Inspect DataFrames#
Check all Stations#
Before you can take off, you need to check whether your ship is in a good shape. The Data Starfleet inspection procedure is to check all stations of the ship, and see whether there is anything that requires your attention. The ships computer has prepared a tabular report already. All you need to do is to see what is in the table.
Load the report ship_inspection.csv
into a DataFrame and check the following commands.
What is a DataFrame?#
The class pandas.DataFrame is the central data structure in pandas. In most aspects, you can think of it as a table with row and column labels, also called Index.

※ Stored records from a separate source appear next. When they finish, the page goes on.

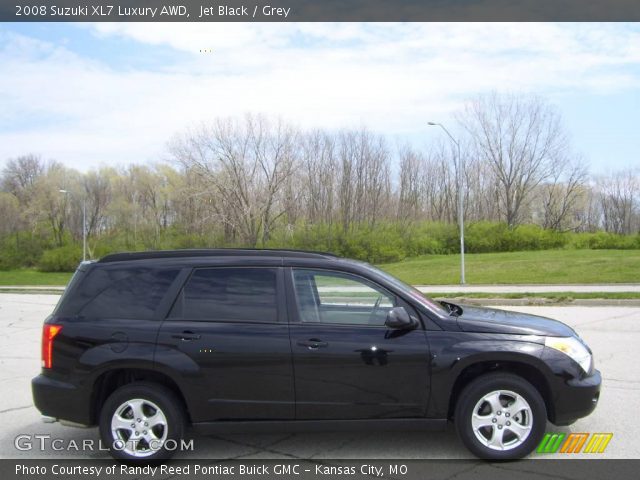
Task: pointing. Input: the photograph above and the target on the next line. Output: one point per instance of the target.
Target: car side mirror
(399, 318)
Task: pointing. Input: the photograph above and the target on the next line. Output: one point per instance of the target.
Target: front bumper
(576, 398)
(61, 400)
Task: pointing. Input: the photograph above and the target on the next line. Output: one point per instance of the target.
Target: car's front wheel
(142, 421)
(500, 416)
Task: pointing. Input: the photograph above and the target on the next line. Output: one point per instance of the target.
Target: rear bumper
(61, 400)
(577, 398)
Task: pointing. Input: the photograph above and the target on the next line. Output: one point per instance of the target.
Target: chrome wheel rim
(502, 420)
(138, 428)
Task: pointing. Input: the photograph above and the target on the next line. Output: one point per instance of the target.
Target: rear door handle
(312, 343)
(186, 336)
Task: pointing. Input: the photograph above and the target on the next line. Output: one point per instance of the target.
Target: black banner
(301, 469)
(317, 10)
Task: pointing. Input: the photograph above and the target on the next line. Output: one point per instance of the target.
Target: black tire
(152, 395)
(475, 391)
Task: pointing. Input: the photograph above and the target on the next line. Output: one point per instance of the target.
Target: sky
(91, 95)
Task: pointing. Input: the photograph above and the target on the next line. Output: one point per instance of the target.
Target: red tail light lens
(48, 334)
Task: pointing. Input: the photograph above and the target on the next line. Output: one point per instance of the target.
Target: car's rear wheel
(142, 421)
(500, 416)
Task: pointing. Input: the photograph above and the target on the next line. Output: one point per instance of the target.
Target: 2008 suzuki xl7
(144, 344)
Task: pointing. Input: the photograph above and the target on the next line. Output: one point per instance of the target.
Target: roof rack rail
(213, 252)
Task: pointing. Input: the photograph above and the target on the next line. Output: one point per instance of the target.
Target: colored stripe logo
(574, 443)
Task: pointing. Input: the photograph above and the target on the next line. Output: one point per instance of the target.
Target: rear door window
(236, 294)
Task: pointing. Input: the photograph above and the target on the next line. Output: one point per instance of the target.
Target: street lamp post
(84, 223)
(460, 200)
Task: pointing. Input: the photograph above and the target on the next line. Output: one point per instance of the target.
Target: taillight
(48, 334)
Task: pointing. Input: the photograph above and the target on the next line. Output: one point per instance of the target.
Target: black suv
(144, 344)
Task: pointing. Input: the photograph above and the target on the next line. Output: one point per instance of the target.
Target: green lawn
(546, 266)
(33, 277)
(549, 295)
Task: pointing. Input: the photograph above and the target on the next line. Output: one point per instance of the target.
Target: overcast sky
(111, 94)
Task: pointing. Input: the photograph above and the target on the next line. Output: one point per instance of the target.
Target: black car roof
(215, 252)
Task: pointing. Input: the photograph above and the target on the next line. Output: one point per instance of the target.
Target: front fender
(453, 352)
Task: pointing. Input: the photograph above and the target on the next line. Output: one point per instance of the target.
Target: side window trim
(174, 292)
(281, 311)
(292, 299)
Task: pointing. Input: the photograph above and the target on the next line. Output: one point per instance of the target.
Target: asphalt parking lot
(612, 332)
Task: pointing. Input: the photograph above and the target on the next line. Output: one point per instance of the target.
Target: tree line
(258, 181)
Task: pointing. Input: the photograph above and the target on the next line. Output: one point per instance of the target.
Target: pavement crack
(15, 408)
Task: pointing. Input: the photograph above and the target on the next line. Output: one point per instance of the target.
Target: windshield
(412, 291)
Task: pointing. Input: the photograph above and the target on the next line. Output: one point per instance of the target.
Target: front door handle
(312, 343)
(186, 336)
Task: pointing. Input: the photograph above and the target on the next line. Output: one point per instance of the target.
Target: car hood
(491, 320)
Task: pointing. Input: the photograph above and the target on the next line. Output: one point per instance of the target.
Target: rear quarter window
(128, 294)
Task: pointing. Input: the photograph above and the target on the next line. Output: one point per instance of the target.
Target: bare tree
(247, 164)
(521, 139)
(20, 175)
(561, 195)
(619, 198)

Each column has the type pandas.Series.
Inspect a few rows#
You might want to see a few rows. In Jupyter, you can do that by typing the variable name in a cell. In a Python script, you could print(df). But you could use the more explicit methods head() and tail():
df.head(3)
df.tail(3)
Can I call head() and tail() without a number?
Yes. The default number if you leave away the argument is 5.

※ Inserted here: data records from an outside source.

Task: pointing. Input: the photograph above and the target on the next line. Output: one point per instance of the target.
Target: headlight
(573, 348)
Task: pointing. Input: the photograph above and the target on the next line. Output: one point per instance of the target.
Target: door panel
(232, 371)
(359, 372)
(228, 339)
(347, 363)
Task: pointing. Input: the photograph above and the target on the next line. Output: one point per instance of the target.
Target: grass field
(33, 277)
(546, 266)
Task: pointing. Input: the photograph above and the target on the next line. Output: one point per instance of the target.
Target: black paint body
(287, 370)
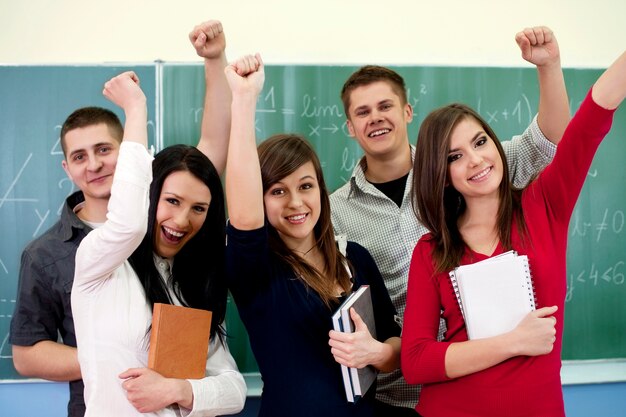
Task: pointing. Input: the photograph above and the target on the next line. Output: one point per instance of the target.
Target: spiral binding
(532, 292)
(455, 289)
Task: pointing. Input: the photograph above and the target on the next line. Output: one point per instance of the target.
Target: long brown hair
(279, 156)
(437, 204)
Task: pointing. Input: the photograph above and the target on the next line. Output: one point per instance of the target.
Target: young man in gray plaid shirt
(374, 209)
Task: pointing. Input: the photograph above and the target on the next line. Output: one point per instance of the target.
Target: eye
(199, 209)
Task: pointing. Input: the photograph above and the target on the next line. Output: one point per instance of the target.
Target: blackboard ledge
(597, 371)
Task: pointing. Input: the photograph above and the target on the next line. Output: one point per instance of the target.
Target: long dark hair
(198, 274)
(437, 204)
(279, 156)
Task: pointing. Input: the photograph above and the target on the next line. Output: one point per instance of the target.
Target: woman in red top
(462, 193)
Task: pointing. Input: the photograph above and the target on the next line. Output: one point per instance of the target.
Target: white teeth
(379, 132)
(173, 232)
(481, 174)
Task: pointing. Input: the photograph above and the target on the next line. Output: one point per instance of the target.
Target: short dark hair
(198, 274)
(370, 74)
(89, 116)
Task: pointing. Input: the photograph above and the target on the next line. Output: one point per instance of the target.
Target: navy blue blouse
(288, 325)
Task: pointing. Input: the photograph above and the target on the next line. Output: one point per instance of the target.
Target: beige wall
(406, 32)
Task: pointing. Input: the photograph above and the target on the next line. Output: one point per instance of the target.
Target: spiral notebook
(356, 381)
(494, 295)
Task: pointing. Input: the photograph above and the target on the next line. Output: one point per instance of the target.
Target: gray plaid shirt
(367, 216)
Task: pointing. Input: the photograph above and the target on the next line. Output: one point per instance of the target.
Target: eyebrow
(476, 136)
(366, 106)
(95, 146)
(173, 194)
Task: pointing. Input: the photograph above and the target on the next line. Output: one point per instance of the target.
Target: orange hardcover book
(179, 341)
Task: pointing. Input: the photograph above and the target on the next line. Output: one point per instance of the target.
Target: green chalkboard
(305, 99)
(34, 102)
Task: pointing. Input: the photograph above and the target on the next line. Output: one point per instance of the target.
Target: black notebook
(356, 381)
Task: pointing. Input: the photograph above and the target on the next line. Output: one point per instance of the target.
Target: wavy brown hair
(437, 204)
(279, 156)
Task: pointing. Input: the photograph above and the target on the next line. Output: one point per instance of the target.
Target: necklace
(303, 254)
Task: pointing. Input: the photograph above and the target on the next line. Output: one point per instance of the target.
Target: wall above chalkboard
(34, 101)
(305, 99)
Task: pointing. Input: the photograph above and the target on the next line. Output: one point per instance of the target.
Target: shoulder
(341, 194)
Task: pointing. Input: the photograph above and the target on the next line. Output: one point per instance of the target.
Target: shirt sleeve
(561, 182)
(107, 247)
(527, 154)
(223, 390)
(422, 356)
(37, 312)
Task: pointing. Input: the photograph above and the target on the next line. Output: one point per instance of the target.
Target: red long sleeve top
(522, 385)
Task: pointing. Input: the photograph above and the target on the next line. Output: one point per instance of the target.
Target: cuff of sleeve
(547, 148)
(134, 163)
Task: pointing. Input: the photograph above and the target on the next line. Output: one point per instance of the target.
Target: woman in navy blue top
(287, 273)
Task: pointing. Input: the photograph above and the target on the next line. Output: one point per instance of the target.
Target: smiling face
(378, 119)
(181, 212)
(292, 207)
(475, 167)
(90, 159)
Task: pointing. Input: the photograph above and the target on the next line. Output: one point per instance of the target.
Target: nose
(181, 218)
(94, 163)
(475, 158)
(375, 116)
(295, 200)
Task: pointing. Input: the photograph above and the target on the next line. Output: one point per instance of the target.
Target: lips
(378, 132)
(99, 179)
(297, 218)
(481, 175)
(172, 235)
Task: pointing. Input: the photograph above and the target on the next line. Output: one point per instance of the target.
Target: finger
(359, 324)
(200, 40)
(133, 76)
(530, 34)
(130, 373)
(539, 35)
(545, 311)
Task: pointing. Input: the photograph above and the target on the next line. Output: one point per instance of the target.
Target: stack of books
(356, 381)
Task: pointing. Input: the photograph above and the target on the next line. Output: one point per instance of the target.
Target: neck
(94, 210)
(385, 169)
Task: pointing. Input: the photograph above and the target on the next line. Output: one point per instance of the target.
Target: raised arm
(209, 41)
(47, 359)
(124, 91)
(539, 47)
(610, 89)
(244, 189)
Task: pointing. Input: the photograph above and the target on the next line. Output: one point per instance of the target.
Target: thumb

Number of rows and columns#
The shape of a DataFrame is alway a tuple of two integers (rows, columns).
df.shape
When do I need to check df.shape?
df.shape is your most important command when debugging. If the shape is not what you expect, everything is wrong.
Data Types#
When you load data from a CSV file, pandas automatically infers data types. Sometimes a single wrong value converts a numerical column to strings.
df.dtypes
What does the type object mean?
The type object usually means that the column contains strings.
Generic Overview#
You can check data types, the number of entries for each column and memory size with a single command:
df.info()
Unique Values#
With categorical columns, you might want to know, what are the most frequent values or what different values occur. This also helps you to identify some data errors.

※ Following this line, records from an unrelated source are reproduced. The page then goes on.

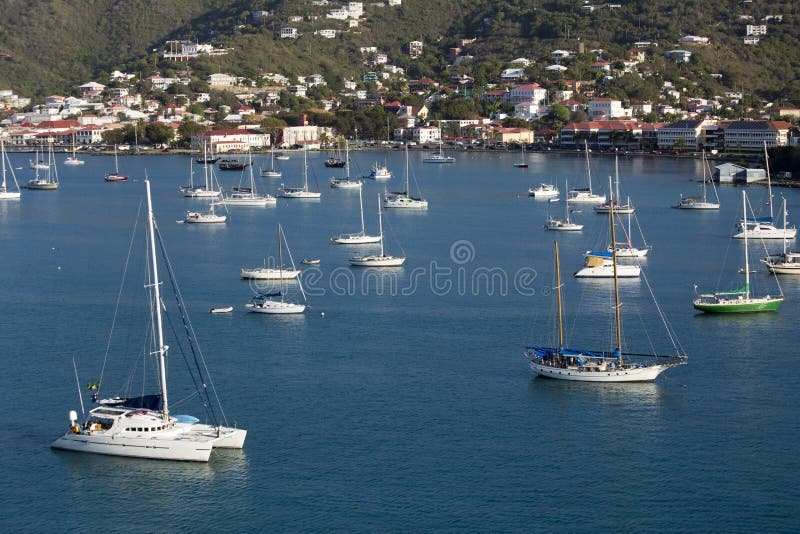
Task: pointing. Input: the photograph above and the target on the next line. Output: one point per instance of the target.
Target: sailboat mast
(162, 349)
(560, 305)
(746, 254)
(617, 318)
(361, 209)
(380, 222)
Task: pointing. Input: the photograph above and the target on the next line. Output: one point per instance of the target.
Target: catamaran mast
(617, 318)
(161, 350)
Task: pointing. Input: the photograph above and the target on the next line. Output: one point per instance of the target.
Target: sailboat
(544, 191)
(562, 225)
(438, 157)
(206, 190)
(247, 196)
(48, 182)
(345, 182)
(378, 260)
(701, 202)
(738, 300)
(272, 172)
(522, 163)
(115, 176)
(585, 195)
(764, 227)
(274, 302)
(617, 365)
(404, 199)
(73, 159)
(300, 192)
(144, 427)
(5, 194)
(619, 209)
(361, 237)
(786, 262)
(379, 172)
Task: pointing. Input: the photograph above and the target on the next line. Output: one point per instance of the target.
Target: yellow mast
(558, 289)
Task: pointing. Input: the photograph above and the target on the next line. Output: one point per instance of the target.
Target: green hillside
(54, 45)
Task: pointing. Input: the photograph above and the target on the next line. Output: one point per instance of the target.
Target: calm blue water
(408, 405)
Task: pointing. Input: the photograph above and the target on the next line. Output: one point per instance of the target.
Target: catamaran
(378, 260)
(5, 194)
(49, 180)
(404, 199)
(144, 427)
(701, 202)
(738, 300)
(764, 227)
(345, 182)
(585, 195)
(617, 365)
(274, 302)
(359, 238)
(300, 192)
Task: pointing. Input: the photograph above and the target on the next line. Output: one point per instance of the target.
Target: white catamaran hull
(598, 374)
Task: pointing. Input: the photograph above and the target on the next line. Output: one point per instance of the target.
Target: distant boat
(701, 202)
(438, 157)
(5, 193)
(738, 300)
(359, 238)
(403, 199)
(49, 180)
(73, 159)
(585, 195)
(274, 302)
(543, 191)
(272, 172)
(300, 192)
(379, 172)
(565, 224)
(764, 227)
(378, 260)
(522, 163)
(580, 365)
(115, 176)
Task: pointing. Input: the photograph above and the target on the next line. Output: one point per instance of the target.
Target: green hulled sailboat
(738, 300)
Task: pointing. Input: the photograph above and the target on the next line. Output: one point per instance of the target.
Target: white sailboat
(5, 193)
(143, 427)
(739, 300)
(764, 227)
(300, 192)
(585, 195)
(544, 191)
(247, 196)
(787, 262)
(359, 238)
(48, 180)
(617, 365)
(378, 260)
(274, 302)
(73, 159)
(207, 190)
(404, 199)
(345, 182)
(565, 224)
(619, 209)
(438, 157)
(701, 202)
(115, 176)
(272, 172)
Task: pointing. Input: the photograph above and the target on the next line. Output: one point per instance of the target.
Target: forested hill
(50, 46)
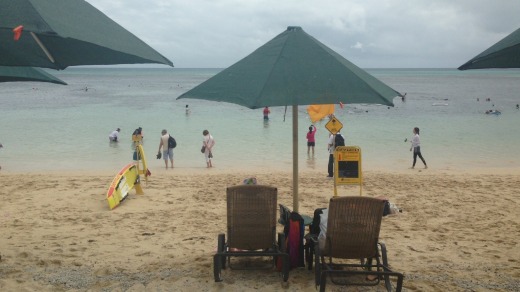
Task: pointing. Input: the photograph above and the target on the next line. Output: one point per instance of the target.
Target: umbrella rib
(42, 46)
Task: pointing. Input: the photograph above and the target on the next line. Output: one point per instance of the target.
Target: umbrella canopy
(61, 33)
(8, 74)
(504, 54)
(293, 69)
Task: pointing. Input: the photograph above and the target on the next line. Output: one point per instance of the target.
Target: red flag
(17, 32)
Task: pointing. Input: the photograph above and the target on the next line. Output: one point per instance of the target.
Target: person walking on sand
(167, 152)
(207, 143)
(416, 147)
(311, 142)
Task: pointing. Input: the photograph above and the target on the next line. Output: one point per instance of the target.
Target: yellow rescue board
(125, 180)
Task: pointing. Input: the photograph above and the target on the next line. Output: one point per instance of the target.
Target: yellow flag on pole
(318, 112)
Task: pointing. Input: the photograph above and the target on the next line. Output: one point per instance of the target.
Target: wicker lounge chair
(251, 228)
(352, 234)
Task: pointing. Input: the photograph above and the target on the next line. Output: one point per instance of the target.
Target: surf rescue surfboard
(123, 182)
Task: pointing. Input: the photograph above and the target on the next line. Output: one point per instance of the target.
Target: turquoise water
(53, 127)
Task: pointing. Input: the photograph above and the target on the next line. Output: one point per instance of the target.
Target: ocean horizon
(48, 127)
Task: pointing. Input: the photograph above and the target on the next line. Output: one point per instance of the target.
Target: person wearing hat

df['column_name'].value_counts()
If you are not interested in the count, check the unique values:
df['column_name'].unique()
Challenge#
Inspect the report ship_inspection.csv
. Solve the following tasks
display the number of rows and columns
display the last 5 rows
list the column names
how many life forms are there on the bridge?
how many stations does the ship have?
how many different security levels are there?
there is one life support value that is neither 0 or 100%. How much is it?